Mit seiner offenen, lebensfrohen, humorvollen Haltung ist Attersee ein Junggebliebener. In Interviews ist der 83-jährige Tausendsassa nach wie vor ein gewitzter Gesprächspartner. Vor zwei Jahren trat er in der TV-Show „Willkommen Österreich“ auf und meinte, er wolle jeden Tag die Welt neu erfinden. Im Gespräch mit dem Belvedere21 anlässlich seiner Einzelausstellung 2019 erklärte er seine kunstvolle Esswelt und das Prinzip der „Atterseeisierung“: „Ich war der Erste, der Humor in die Kunst gebracht hat.“
Seine Kunst entspringt aus der Beschäftigung mit dem Alltag. Sie ist ironisch und spielerisch, sie spricht uns direkt an. Über diese schöne Leichtigkeit sagt er: „Ich war in meiner Jugend schwer krank, lag lange im Spital. Ich habe das, was man Todessehnsucht nennt, also nur in bescheidenem Maße. Ich behandle den Tod wahrscheinlich auch deswegen in meiner Kunst nicht.“
Was ist ein Hemdtal?
Das Auktionshaus Dorotheum handelt seine Gemälde mittlerweile zu fünfstelligen Preisen. Ein Luxus, den sich nur wenige leisten können. ARTcube21 bietet in Kooperation mit der Galerie Ernst Hilger deshalb leistbare, handsignierte Originaldrucke an. Zehn Motive stehen zur Auswahl, farbenprächtige Lithografien, Siebdrucke und Farbradierungen in niedriger Auflage. Sie stammen aus den 1990er-Jahren bis zur jüngsten Originalgrafik von 2020 und decken das reiche malerische Schaffen ab, das in den letzten 20 Jahren eine zentrale Stellung in Attersees künstlerischem Leben eingenommen hat.
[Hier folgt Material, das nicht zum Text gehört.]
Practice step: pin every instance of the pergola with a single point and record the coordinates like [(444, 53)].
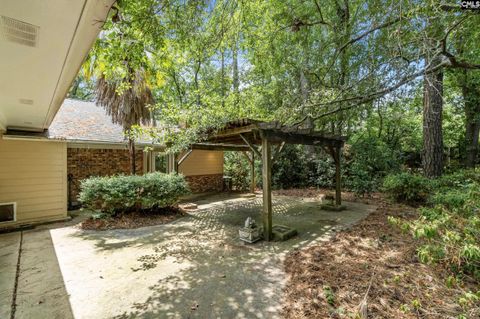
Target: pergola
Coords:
[(258, 138)]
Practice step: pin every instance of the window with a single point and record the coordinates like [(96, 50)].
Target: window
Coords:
[(160, 162), (7, 212)]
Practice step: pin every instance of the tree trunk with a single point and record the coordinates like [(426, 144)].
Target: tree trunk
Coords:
[(432, 123), (131, 149), (223, 87), (471, 92), (236, 81)]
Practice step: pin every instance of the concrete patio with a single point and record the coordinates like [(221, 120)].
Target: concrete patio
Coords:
[(194, 267)]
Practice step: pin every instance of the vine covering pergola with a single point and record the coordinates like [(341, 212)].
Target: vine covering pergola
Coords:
[(266, 140)]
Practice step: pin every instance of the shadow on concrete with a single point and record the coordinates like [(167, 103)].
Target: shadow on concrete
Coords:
[(41, 291), (217, 275)]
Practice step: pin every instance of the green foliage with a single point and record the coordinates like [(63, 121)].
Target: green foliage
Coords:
[(116, 194), (449, 229), (408, 188), (290, 169)]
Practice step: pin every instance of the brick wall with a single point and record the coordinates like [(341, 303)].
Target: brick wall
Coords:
[(83, 163), (205, 183)]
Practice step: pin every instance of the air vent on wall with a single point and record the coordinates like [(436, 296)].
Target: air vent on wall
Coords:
[(26, 101), (19, 32), (8, 212)]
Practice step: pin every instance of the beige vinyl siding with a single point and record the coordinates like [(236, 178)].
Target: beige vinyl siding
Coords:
[(201, 162), (34, 175)]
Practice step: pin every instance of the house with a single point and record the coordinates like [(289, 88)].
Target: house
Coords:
[(42, 46), (97, 147), (81, 142)]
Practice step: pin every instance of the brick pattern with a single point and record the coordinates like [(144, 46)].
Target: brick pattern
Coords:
[(83, 163), (205, 183)]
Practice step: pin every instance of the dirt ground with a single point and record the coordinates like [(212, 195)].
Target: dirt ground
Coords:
[(371, 268)]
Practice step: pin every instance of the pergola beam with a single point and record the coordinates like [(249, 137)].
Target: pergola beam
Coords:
[(220, 147), (184, 157), (250, 144), (278, 136)]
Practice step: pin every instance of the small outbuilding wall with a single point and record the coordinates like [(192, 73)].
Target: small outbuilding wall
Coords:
[(203, 171)]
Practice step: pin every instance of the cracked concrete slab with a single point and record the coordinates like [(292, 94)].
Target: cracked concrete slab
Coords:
[(9, 247), (194, 267)]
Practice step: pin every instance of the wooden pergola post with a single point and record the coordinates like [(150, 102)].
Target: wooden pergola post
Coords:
[(338, 177), (252, 173), (267, 188)]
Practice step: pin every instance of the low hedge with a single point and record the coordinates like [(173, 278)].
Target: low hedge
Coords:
[(116, 194), (408, 188)]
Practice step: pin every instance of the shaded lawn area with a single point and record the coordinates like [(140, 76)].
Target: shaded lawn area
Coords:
[(331, 280)]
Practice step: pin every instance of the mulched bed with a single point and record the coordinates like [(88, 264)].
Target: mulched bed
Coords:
[(373, 264), (134, 219)]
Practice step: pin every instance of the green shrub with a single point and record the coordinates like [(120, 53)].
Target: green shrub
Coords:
[(120, 193), (451, 199), (450, 232), (237, 167), (406, 187)]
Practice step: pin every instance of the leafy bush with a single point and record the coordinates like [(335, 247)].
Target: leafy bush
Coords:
[(120, 193), (449, 228), (406, 187), (450, 232)]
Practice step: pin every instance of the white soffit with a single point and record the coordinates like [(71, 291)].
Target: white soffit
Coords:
[(42, 46)]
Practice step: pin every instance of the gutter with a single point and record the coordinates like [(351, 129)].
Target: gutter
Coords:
[(77, 142)]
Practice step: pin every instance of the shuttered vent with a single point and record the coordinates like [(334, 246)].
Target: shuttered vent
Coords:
[(7, 212), (19, 32)]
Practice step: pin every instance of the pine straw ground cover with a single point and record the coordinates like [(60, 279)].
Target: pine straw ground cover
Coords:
[(134, 219), (370, 269)]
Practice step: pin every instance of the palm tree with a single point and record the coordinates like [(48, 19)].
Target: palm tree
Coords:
[(129, 108)]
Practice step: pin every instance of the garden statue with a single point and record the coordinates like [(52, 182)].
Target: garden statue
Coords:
[(250, 233)]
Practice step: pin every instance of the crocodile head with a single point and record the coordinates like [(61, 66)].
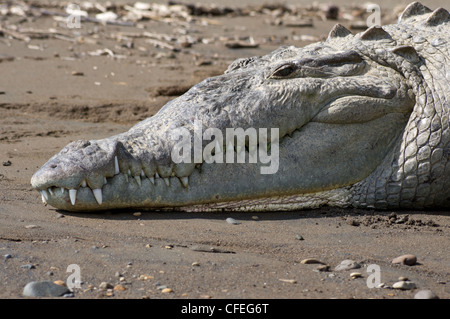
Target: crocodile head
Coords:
[(315, 122)]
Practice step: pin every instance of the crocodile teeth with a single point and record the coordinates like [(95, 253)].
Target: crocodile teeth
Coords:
[(44, 194), (98, 195), (73, 195), (44, 199), (230, 147), (138, 180), (184, 181), (116, 166)]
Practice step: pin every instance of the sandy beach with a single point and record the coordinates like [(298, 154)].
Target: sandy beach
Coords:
[(59, 84)]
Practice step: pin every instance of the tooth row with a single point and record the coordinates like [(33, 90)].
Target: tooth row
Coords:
[(138, 178), (98, 191), (72, 194)]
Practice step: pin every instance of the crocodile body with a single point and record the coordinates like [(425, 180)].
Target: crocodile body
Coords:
[(361, 120)]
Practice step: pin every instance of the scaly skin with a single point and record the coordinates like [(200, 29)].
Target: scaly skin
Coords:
[(363, 121)]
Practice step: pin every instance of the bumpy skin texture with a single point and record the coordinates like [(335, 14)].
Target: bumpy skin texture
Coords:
[(363, 121)]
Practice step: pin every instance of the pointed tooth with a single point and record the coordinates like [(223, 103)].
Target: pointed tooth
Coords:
[(230, 147), (218, 148), (116, 166), (138, 180), (73, 195), (44, 200), (185, 181), (44, 194), (98, 195)]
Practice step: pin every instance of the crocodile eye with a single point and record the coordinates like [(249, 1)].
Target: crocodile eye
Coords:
[(283, 71)]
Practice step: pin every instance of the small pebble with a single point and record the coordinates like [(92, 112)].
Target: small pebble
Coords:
[(408, 259), (28, 266), (167, 290), (347, 265), (308, 261), (105, 285), (44, 289), (119, 287), (145, 277), (323, 268), (290, 281), (232, 221), (404, 285), (7, 163), (425, 294)]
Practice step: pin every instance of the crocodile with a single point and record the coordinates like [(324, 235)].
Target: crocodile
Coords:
[(357, 120)]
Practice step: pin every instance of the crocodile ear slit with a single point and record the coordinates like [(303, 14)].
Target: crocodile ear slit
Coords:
[(375, 33), (407, 52), (437, 17), (338, 31), (414, 9)]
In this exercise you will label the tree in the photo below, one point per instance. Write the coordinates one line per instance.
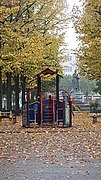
(31, 35)
(88, 27)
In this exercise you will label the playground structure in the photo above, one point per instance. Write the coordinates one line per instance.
(52, 110)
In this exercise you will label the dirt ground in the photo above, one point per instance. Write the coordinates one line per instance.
(51, 153)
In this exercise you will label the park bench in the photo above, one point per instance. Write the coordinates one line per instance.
(6, 114)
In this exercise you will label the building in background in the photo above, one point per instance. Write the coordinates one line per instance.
(69, 66)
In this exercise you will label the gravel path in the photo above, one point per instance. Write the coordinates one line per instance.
(39, 170)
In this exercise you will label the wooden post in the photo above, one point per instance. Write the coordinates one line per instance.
(0, 88)
(8, 91)
(17, 94)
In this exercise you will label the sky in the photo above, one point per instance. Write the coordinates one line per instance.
(71, 35)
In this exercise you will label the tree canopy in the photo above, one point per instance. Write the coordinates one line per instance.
(32, 35)
(88, 27)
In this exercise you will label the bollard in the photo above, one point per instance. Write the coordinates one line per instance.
(14, 119)
(94, 118)
(0, 116)
(10, 115)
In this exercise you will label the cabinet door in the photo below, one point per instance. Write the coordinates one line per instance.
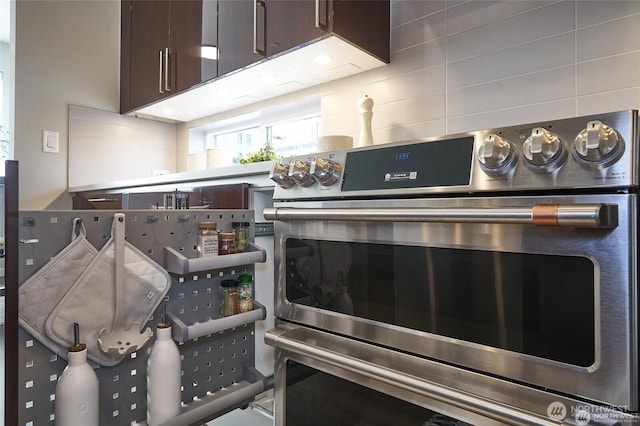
(365, 23)
(149, 38)
(291, 23)
(240, 33)
(185, 44)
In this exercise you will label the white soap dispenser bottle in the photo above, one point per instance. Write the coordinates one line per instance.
(163, 377)
(77, 390)
(366, 115)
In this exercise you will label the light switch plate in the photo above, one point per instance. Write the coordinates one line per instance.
(50, 141)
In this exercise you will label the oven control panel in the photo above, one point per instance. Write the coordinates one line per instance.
(597, 151)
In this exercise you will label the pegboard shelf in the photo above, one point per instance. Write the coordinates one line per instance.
(236, 395)
(183, 332)
(217, 368)
(176, 263)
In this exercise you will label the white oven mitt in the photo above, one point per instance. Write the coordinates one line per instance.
(91, 300)
(39, 295)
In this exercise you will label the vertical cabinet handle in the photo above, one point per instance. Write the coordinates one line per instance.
(322, 25)
(160, 74)
(263, 5)
(167, 75)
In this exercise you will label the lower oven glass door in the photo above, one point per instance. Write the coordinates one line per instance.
(545, 305)
(325, 379)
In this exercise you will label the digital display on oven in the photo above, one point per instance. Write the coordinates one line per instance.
(420, 165)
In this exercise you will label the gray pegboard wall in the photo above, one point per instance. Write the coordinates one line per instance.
(218, 371)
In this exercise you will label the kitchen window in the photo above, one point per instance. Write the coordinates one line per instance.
(290, 130)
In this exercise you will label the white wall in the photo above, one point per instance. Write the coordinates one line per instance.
(456, 66)
(67, 52)
(468, 65)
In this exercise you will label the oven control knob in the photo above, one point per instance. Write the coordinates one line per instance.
(325, 172)
(597, 146)
(280, 175)
(543, 151)
(497, 156)
(299, 172)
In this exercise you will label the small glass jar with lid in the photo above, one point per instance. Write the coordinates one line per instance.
(241, 231)
(229, 295)
(207, 239)
(226, 243)
(245, 292)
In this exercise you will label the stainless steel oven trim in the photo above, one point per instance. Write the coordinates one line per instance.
(607, 380)
(467, 395)
(575, 216)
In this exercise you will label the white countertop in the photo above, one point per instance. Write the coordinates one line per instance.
(256, 174)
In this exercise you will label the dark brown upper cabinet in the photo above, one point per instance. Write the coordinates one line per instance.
(363, 23)
(161, 49)
(164, 42)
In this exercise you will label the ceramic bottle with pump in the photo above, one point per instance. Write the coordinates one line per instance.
(163, 377)
(77, 390)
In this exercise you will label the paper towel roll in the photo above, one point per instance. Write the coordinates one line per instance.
(334, 142)
(219, 157)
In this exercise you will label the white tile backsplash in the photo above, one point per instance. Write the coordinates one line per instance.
(419, 31)
(597, 12)
(610, 73)
(611, 38)
(497, 63)
(534, 88)
(473, 14)
(608, 101)
(403, 12)
(537, 24)
(527, 58)
(462, 65)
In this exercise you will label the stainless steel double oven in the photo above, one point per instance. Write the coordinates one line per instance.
(483, 278)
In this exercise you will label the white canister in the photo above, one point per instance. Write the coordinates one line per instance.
(77, 397)
(334, 143)
(164, 378)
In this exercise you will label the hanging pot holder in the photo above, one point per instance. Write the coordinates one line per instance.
(91, 300)
(40, 294)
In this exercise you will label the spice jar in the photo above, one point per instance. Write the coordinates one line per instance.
(229, 292)
(226, 243)
(241, 231)
(207, 239)
(245, 292)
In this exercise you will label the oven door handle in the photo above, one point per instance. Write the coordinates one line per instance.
(278, 338)
(566, 215)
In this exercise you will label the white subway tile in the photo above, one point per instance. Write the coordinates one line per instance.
(420, 31)
(544, 86)
(620, 36)
(474, 14)
(409, 132)
(423, 82)
(406, 11)
(611, 73)
(597, 12)
(526, 58)
(557, 18)
(521, 114)
(409, 111)
(617, 100)
(417, 57)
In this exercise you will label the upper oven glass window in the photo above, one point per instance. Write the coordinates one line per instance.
(534, 304)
Malen ist für Attersee ein sinnlicher Akt; leuchtende Farben, ein dynamischer Pinselstrich und eine fantasievolle Formensprache zeichnen seine Bilder aus. Vieldeutig, poetisch und assoziationsreich sind Titel wie „Vogelschlaf“, „Nachtapfelparade“ oder „Hemdtal“ – auf dem Gemälde agieren zwei menschliche Figuren in einem Hemdkragen miteinander. Ein neugieriger Vogel lugt über den Kragen und sieht ihnen dabei zu.
Attersees geheimnisvolle Bilderrätsel hinterfragen unsere Wahrnehmung von Realität. Sie machen uns neugierig nicht nur auf die Kunst, sondern auch auf die Welt.